I listened to the radio. My parents. I wrote poems that turned into songs, then needed the music so eventually gave into learning the guitar like everyone else.
You’ve said that you consider your songs as ‘kind of gothic fairy tales’. Are they based on other people, your experiences or are they literally made up?
It’s a combination. These things are difficult for me because sometimes I feel comfortable to discuss it and other times I don’t. There are interviews/radio shows out there I’m sure, where I give you the truth about certain songs but I couldn’t tell you what or where they are. My feeling now is it isn’t really anyone’s business where it comes from. Would I ask somebody if they liked a particular song because they themselves fantasise about drowning themselves or their babies? I know exactly what my songs are about and I try not to tell people, because a friend of mine really loves ‘Stop Your Tears’ and I made the mistake of telling her what it’s about one day. Now she has to distract herself and look elsewhere when I sing the last verse about being at the river with the baby, because she knows too much.
Literature seem to be a big part of your life, and informs your music. Is that fair? And what books have you read recently that you would recommend?

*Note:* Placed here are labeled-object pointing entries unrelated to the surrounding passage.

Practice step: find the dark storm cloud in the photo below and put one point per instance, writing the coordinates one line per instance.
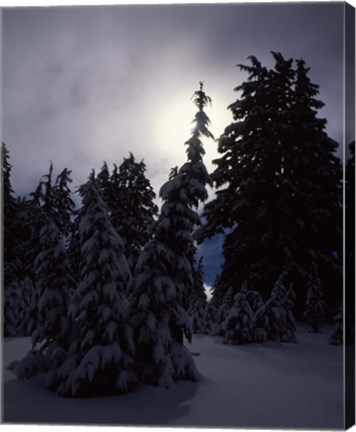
(87, 84)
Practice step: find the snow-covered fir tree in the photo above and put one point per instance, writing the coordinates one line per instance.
(133, 208)
(315, 306)
(278, 198)
(216, 328)
(275, 316)
(239, 324)
(64, 203)
(29, 301)
(164, 272)
(53, 330)
(54, 283)
(100, 359)
(197, 302)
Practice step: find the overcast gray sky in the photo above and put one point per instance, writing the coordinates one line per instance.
(87, 84)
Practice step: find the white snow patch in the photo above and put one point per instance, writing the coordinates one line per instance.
(259, 386)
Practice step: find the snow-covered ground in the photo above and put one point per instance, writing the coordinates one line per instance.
(297, 385)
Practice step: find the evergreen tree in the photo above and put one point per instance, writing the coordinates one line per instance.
(53, 283)
(104, 185)
(64, 204)
(29, 317)
(315, 305)
(164, 272)
(278, 180)
(52, 336)
(222, 312)
(275, 316)
(197, 300)
(239, 324)
(100, 359)
(133, 209)
(9, 212)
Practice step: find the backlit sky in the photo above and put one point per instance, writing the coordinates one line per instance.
(86, 84)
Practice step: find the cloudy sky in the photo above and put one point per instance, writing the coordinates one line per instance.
(86, 84)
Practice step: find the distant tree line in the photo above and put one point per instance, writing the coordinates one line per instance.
(110, 291)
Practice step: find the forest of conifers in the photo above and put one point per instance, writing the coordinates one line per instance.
(110, 290)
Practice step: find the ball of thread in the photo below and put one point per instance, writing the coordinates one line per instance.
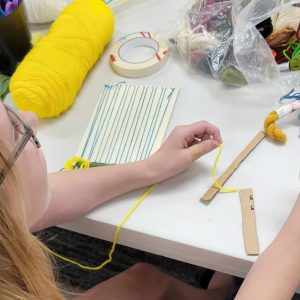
(287, 17)
(43, 11)
(295, 63)
(48, 79)
(281, 37)
(271, 130)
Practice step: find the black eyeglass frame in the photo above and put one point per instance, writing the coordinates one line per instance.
(26, 136)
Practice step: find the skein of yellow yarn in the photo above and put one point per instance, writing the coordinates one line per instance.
(271, 130)
(50, 76)
(270, 122)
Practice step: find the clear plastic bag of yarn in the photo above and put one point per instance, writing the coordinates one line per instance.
(221, 37)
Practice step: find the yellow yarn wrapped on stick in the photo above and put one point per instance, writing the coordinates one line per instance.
(50, 76)
(271, 130)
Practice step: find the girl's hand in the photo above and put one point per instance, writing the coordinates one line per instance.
(184, 145)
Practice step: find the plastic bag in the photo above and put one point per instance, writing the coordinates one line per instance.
(221, 37)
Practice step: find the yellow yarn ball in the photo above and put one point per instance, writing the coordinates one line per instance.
(271, 130)
(50, 76)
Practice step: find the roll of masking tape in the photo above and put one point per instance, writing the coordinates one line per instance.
(144, 68)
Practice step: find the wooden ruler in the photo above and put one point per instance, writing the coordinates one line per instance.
(213, 190)
(249, 222)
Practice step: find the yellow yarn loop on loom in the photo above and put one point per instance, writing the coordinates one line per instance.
(50, 76)
(271, 130)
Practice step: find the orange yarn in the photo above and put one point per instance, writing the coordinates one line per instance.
(271, 130)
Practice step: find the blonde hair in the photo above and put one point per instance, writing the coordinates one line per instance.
(25, 268)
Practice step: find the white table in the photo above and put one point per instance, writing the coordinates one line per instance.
(172, 221)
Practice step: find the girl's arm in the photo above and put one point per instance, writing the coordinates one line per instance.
(276, 273)
(76, 192)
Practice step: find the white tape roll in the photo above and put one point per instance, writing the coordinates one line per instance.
(138, 69)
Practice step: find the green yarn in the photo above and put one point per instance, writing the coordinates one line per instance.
(4, 86)
(295, 63)
(232, 76)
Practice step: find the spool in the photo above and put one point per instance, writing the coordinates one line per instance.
(138, 69)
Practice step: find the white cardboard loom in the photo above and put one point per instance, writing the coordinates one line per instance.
(128, 123)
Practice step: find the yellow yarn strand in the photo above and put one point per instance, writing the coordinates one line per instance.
(112, 250)
(214, 171)
(50, 76)
(271, 130)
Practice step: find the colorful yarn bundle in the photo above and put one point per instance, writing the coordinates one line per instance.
(287, 17)
(50, 76)
(281, 37)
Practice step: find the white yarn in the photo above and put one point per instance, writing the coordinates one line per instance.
(187, 41)
(43, 11)
(290, 16)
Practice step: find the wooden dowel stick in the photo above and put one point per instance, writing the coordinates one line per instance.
(249, 222)
(213, 190)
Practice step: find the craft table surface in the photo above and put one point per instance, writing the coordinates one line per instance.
(172, 221)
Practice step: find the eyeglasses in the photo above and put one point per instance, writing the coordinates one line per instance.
(23, 133)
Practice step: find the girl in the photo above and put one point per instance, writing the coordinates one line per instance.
(31, 200)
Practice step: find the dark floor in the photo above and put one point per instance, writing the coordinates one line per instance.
(92, 252)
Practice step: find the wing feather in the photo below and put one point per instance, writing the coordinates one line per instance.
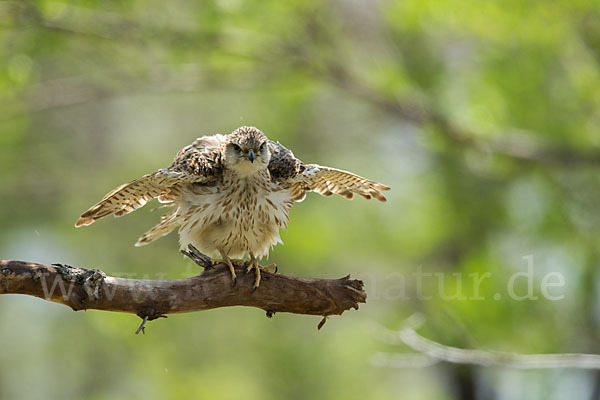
(200, 162)
(135, 194)
(328, 181)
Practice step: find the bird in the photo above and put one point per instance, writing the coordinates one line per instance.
(231, 195)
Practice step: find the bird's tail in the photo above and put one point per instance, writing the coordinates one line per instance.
(167, 223)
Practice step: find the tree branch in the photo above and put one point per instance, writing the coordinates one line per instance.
(83, 289)
(430, 353)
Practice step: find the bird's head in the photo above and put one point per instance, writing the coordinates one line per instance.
(246, 150)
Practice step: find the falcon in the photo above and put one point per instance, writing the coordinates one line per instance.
(231, 194)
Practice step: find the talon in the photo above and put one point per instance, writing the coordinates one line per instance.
(227, 261)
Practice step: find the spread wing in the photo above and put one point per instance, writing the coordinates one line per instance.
(289, 171)
(199, 162)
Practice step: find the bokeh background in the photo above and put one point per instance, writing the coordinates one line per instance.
(483, 116)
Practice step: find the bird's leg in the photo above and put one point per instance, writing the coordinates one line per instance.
(256, 267)
(227, 261)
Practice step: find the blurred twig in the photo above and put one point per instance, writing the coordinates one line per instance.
(430, 353)
(83, 289)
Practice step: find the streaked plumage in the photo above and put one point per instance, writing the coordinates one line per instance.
(231, 193)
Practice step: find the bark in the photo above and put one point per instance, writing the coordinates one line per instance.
(83, 289)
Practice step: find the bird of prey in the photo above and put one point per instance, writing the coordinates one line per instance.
(231, 195)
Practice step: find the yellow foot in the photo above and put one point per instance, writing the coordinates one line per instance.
(229, 263)
(253, 265)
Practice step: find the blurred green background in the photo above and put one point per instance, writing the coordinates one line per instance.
(483, 117)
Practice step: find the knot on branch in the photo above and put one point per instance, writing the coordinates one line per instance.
(89, 279)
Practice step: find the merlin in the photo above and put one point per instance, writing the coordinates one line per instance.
(231, 194)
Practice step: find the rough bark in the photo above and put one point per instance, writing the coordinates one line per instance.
(83, 289)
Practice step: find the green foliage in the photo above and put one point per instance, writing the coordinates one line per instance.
(481, 115)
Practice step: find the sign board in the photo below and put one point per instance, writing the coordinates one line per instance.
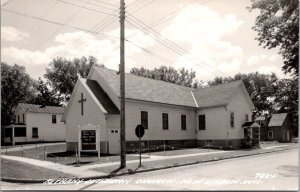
(88, 139)
(140, 131)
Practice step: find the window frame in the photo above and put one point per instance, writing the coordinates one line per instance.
(183, 125)
(17, 134)
(37, 132)
(144, 121)
(269, 135)
(231, 120)
(202, 122)
(165, 121)
(54, 120)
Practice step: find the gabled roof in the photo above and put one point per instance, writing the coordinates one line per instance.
(216, 95)
(102, 97)
(41, 109)
(250, 124)
(141, 88)
(146, 89)
(260, 118)
(277, 119)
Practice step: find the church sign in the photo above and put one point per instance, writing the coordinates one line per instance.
(88, 139)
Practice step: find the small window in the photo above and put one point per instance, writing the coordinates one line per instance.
(165, 120)
(20, 131)
(201, 122)
(144, 119)
(232, 119)
(270, 135)
(53, 119)
(35, 132)
(183, 122)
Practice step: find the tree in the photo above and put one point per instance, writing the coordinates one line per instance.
(45, 96)
(169, 74)
(260, 87)
(16, 87)
(62, 74)
(278, 26)
(287, 100)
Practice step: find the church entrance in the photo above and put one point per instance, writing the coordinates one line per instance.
(114, 141)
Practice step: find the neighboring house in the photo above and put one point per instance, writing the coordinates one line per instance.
(280, 128)
(172, 114)
(35, 123)
(275, 127)
(263, 122)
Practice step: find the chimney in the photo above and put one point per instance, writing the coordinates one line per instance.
(266, 121)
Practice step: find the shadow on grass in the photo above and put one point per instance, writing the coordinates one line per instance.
(72, 154)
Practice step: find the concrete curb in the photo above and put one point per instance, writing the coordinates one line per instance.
(15, 180)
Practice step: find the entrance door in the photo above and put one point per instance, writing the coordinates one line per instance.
(114, 141)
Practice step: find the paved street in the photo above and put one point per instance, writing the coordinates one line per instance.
(274, 171)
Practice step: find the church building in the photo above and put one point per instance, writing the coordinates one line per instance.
(173, 115)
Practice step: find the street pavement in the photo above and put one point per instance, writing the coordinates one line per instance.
(272, 171)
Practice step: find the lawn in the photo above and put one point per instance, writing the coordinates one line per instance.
(57, 153)
(17, 170)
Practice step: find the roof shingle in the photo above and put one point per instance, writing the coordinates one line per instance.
(277, 119)
(146, 89)
(216, 95)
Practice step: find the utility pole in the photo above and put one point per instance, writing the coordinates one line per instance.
(122, 85)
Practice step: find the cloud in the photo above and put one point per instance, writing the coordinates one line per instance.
(12, 35)
(77, 44)
(204, 30)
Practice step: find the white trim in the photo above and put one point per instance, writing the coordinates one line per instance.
(272, 135)
(92, 95)
(194, 99)
(81, 81)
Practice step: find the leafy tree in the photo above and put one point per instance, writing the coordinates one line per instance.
(169, 74)
(62, 74)
(287, 99)
(278, 26)
(260, 87)
(45, 96)
(16, 87)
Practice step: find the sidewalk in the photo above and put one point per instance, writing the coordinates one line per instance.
(155, 161)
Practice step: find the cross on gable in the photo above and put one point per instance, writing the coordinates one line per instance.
(81, 101)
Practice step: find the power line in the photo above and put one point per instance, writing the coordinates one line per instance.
(142, 7)
(167, 17)
(171, 43)
(38, 22)
(168, 45)
(5, 3)
(163, 59)
(107, 3)
(96, 5)
(50, 21)
(106, 22)
(87, 8)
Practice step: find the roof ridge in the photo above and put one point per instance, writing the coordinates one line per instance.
(161, 81)
(39, 105)
(219, 85)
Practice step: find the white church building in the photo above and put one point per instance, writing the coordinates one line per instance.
(172, 114)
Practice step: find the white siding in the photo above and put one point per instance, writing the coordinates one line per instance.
(155, 130)
(92, 115)
(240, 107)
(46, 130)
(217, 119)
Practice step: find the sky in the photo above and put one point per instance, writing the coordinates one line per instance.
(211, 37)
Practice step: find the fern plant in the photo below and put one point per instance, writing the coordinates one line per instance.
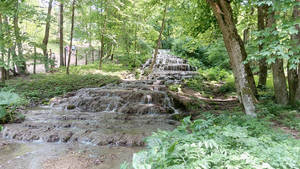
(8, 103)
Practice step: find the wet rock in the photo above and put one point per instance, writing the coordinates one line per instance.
(71, 107)
(53, 138)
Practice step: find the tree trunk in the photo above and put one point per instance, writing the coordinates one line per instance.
(263, 68)
(61, 35)
(101, 52)
(279, 80)
(112, 53)
(71, 38)
(76, 58)
(21, 64)
(86, 58)
(93, 56)
(159, 37)
(46, 37)
(236, 50)
(295, 78)
(34, 61)
(8, 63)
(2, 69)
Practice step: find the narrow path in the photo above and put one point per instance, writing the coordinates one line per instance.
(94, 127)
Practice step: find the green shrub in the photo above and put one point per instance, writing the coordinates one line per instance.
(42, 87)
(218, 56)
(225, 141)
(190, 49)
(8, 103)
(174, 88)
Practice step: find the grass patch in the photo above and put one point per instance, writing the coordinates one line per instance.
(230, 140)
(288, 116)
(9, 101)
(40, 88)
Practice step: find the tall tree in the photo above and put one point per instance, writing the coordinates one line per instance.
(236, 50)
(46, 37)
(20, 60)
(263, 68)
(61, 34)
(160, 36)
(71, 38)
(294, 78)
(279, 79)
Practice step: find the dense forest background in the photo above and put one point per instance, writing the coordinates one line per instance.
(248, 50)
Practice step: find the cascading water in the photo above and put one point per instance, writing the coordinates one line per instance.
(115, 115)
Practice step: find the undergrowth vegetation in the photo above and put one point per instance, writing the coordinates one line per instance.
(8, 103)
(220, 141)
(40, 88)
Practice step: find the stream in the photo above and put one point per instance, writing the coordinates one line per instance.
(95, 128)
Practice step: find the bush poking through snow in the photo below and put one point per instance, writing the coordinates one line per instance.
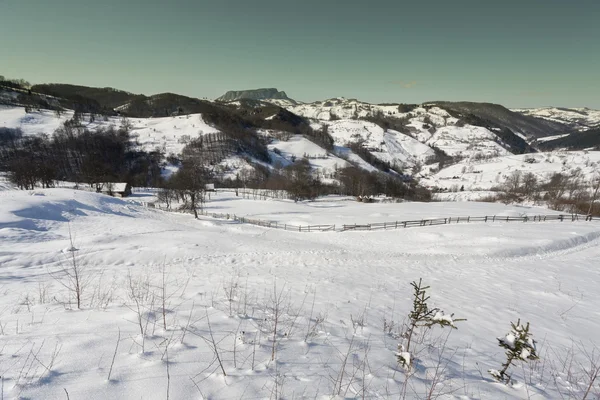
(421, 316)
(519, 346)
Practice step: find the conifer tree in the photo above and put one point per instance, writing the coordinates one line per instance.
(421, 316)
(519, 346)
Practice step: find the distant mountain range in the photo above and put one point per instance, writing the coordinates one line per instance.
(517, 130)
(254, 94)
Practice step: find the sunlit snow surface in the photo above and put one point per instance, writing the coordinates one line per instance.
(336, 290)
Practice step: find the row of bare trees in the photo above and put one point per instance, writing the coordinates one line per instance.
(77, 154)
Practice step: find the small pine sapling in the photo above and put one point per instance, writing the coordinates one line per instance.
(519, 346)
(421, 316)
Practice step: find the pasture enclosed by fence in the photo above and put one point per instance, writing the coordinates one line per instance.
(398, 224)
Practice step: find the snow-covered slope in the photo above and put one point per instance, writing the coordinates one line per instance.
(169, 134)
(577, 118)
(341, 108)
(485, 174)
(340, 294)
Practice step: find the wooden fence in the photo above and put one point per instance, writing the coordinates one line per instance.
(457, 220)
(398, 224)
(271, 224)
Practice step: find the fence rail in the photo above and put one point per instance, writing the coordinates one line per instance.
(399, 224)
(457, 220)
(394, 224)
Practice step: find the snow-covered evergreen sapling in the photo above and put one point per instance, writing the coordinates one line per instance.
(421, 316)
(519, 346)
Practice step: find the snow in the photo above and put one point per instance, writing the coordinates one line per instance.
(490, 274)
(298, 147)
(485, 174)
(580, 118)
(169, 133)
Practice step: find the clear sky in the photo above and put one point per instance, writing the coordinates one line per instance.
(520, 53)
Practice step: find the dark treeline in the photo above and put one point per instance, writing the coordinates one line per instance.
(76, 154)
(301, 183)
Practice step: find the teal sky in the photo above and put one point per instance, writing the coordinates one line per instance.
(520, 53)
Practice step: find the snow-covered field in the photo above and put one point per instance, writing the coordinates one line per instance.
(223, 286)
(169, 133)
(340, 210)
(486, 174)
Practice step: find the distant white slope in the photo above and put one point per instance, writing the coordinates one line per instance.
(486, 174)
(579, 118)
(169, 133)
(432, 126)
(297, 147)
(340, 108)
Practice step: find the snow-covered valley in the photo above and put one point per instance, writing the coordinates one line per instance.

References have been made and absolutely good writing inspires me all the time. I’m reading Solzhenitsyn’s ‘Cancer Ward’ at the moment.
I love ‘Two Bitten Hearts‘, its droning qualities, and the sound of the bowed saw. Can you tell me a bit more about that song?
I wrote it about my boyfriend at the time. I was so worried he would leave because I was so spooked and irrational at that time. It was sort of a lullaby to trick him into thinking I was an angel.
You’ve got two shows coming up in Brighton very soon. Have you been to Brighton before?
Yes, I have. It was lovely. I was there for The Great Escape. I look forward to this year.
When can we hear your new album? And how, if at all, will it be different from the first one?
Shhhshhhshh! The songs are nicer, a lot sweeter and a lot calmer. I want the next record to be a combination of my healing songs and the things I like since then.
Between March and May, Aldous is on tour in Europe and the UK, culminating in an appearance at The Great Escape Festival in Brighton, 19th-21st May. While on tour, she will be road testing a cycle of new songs, before recording a new album in the UK in July.